Rather than endorsing a nihilistic philosophy of the death of God, the text argues for a transformation in how God is accessed today. God should be understood as a "God of paper," encountered not directly but through texts, interpretation, and tradition. This mediated access does not diminish God's reality; instead, it preserves the divine from oppressive metaphysical presence or empty mystical absence. Direct access to God, whether rational or mystical, is portrayed as a misunderstanding of divinity itself.
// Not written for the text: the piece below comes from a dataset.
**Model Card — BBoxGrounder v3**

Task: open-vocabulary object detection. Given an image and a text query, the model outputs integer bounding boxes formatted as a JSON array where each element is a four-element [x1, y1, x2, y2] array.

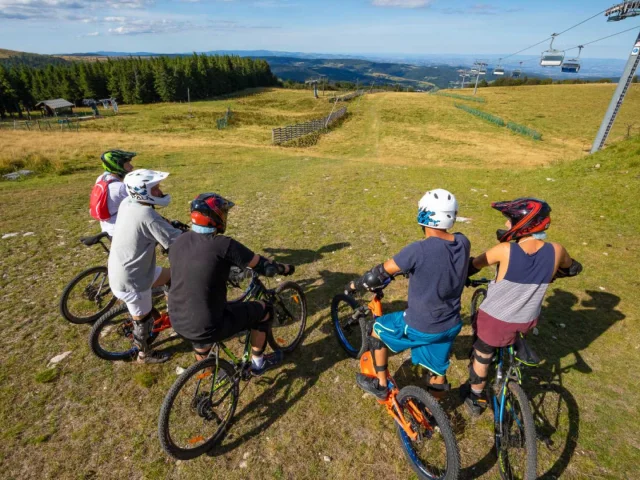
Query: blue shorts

Hölderlin's concept of Andenken (remembrance), particularly as interpreted by Heidegger and Vattimo, provides the key model. In memory, what is irretrievably lost is nonetheless made present again, not as an object, but as a lived and meaningful experience. Similarly, God can today be accessed only through the memory of religious traditions. This does not weaken God's truth; rather, it reveals a less imposing, more open and non-violent form of the divine. The text concludes that poets—and, more broadly, creators of new worlds—are those who sustain what remains, making memory the authentic space of contemporary religious meaning.